Par ailleurs, la probabilité de voir le Kurdistan irakien parvenir à une indépendance de facto ou de jure est plus grande que jamais. Les Kurdes d’Irak pourraient même étendre leur influence au nord de la Syrie à majorité kurde, devenant ainsi un acteur régional plus important que le gouvernement irakien de Bagdad.
Non loin de là, l’Iran paraît être le pays qui tire le mieux son épingle du jeu. Il a réussi à s’accommoder des sanctions de plus en plus dures de la communauté internationale, tout en conservant son programme nucléaire et en continuant à négocier avec le groupe des 5+1 (les 5 membres permanents du Conseil de sécurité plus l’Allemagne). Il a renforcé son influence sur l’Irak et son soutien au régime d’Assad, un allié essentiel, ce qui permet à ce dernier de se maintenir au pouvoir beaucoup plus longtemps que prévu.
Mais la polarisation politique croissante de la région pourrait remettre en question la position de l’Iran. Le clivage entre sunnites et chiites marquant de plus en plus les conflits régionaux, il devient difficile à un Iran à majorité chiite d’accroître son influence dans des pays à majorité sunnite.
Et son soutien au régime brutal d’Assad nuit à son influence autrefois considérable dans les autres pays arabes. L’Arabie saoudite paraît elle aussi tirer son épingle du jeu, car elle réussit à faire face à une menace stratégique d’envergure, engendrée par la politique iranienne qui vise à affaiblir sa position, les troubles sociaux à Bahreïn, le royaume voisin allié, et la montée des Frères musulmans en Égypte. Par ailleurs, les dirigeants saoudiens sont de plus en plus méfiants à l’égard de leur allié américain dont dépend leur sécurité.
Néanmoins, ils sont confrontés à d’importants problèmes intérieurs, notamment de grandes disparités économiques, des services inadéquats, une frustration croissante due à l’absence de liberté politique et à des difficultés liées au processus de succession au sein de la famille royale. Même si l’influence du royaume saoudien diminue, ses richesses pétrolières lui permettront sans doute de rester un poids lourd régional.

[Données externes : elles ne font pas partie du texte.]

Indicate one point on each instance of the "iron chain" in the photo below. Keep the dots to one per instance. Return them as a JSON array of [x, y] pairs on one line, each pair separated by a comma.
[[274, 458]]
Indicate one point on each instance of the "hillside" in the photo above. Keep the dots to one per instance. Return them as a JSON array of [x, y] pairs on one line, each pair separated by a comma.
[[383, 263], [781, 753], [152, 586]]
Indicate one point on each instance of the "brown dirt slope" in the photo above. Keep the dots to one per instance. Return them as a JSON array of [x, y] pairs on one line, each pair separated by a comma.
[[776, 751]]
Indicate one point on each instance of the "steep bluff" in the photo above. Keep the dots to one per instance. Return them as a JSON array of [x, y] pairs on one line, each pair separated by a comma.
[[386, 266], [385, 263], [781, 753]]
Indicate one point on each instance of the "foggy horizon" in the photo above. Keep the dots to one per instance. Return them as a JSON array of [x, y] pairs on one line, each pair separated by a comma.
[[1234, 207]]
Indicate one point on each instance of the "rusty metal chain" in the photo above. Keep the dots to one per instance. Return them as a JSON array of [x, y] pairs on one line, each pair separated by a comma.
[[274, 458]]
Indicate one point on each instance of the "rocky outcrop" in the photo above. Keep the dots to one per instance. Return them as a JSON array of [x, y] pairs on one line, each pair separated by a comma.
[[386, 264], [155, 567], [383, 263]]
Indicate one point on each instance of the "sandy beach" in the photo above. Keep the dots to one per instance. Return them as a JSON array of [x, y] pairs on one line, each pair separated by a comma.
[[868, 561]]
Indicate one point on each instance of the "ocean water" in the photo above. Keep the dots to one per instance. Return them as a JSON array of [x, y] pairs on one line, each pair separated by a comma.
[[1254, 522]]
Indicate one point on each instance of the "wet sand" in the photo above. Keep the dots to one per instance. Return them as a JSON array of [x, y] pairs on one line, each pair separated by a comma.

Les acteurs non étatiques jouent aussi un rôle crucial dans l’équilibre des pouvoirs au Moyen-Orient. Les minorités religieuses sont de plus en plus menacées. Oppressés dans le passé, les Kurdes gagnent du terrain, et de tous les groupes politiques transnationaux, ce sont les Frères musulmans qui sont les grands vainqueurs.
Mais le succès des islamistes s’accompagne de nouveaux défis. Les gouvernements dans lesquels ils sont majoritaires doivent encore faire leurs preuves sur le front socio-économique, tout en établissant des institutions démocratiques. Paradoxalement, ils ne pourront prétendre y être parvenus qu’après avoir reconnu leur premier échec électoral. Toutefois, le véritable défi de tous les gagnants de la région sera de traduire leur victoire d’aujourd’hui en un régime stable et crédible à long terme.